I have not had an easy life. My parents went through a nasty divorce when I was 7 years old, and I didn’t handle it well. My family did not have much money growing up, but I had the opportunity to go to a Catholic school until I chose to go somewhere else. I am estranged from my father, but my step-dad happily accepted my sister and I even when I did not want to accept him. When I was 17, I was hit head-on by a drunk driver going 70mph on a neighborhood road one sunny Saturday afternoon. I spent more than half of my senior year of high school on crutches trying to heal an ankle that never worked properly again. But I’m still here to tell the tale. Not every innocent person hit by someone who’s been drinking is so lucky.
I’ve not always been grateful for what I had. Sometimes, growing up, I’d find myself wondering why I couldn’t have a more “normal” family. Why was I the unlucky one in that guy’s way on that particular Saturday afternoon? Why are all my friends getting married when I still haven’t found “the one”? Why can’t I seem to catch a break?
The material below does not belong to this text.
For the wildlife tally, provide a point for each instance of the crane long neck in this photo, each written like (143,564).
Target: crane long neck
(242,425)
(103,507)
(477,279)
But now that I am on this side of cancer, I realize that I have every reason in the book to be grateful. Maybe my mother was smart and ridiculously courageous to strike out on her own. To get my sister and I (and herself) out of a bad situation. She was brave enough to try marriage again to a man who accepted us all without question. Even when I was a completely ungrateful, 12-year-old asshole. Maybe I took the brunt of that car accident so that my sister could walk away from it. I may live with chronic pain because of my injuries sustained that day, but I’d do it all over again if it meant protecting my sister if she’d happened to have been in my place that day. And I may have skin on my chest that no longer has feeling from armpit to armpit (my friends may forever be on “boob watch” if I ever happen to be wearing a loose or low-cut top), but I’ve got my life. And I’ve got my health. And, most importantly, I’ve got time.
So yes, this side of cancer, despite all the issues I still have to overcome, has me feeling very grateful for having issues to overcome at all. And I’m writing this in the hopes that if I ever find myself forgetting how lucky I am, that I’ll be able to come back to this post and remind myself.
And I hope anyone reading this can remember to be grateful for the life they’ve been given as well. Warts and all.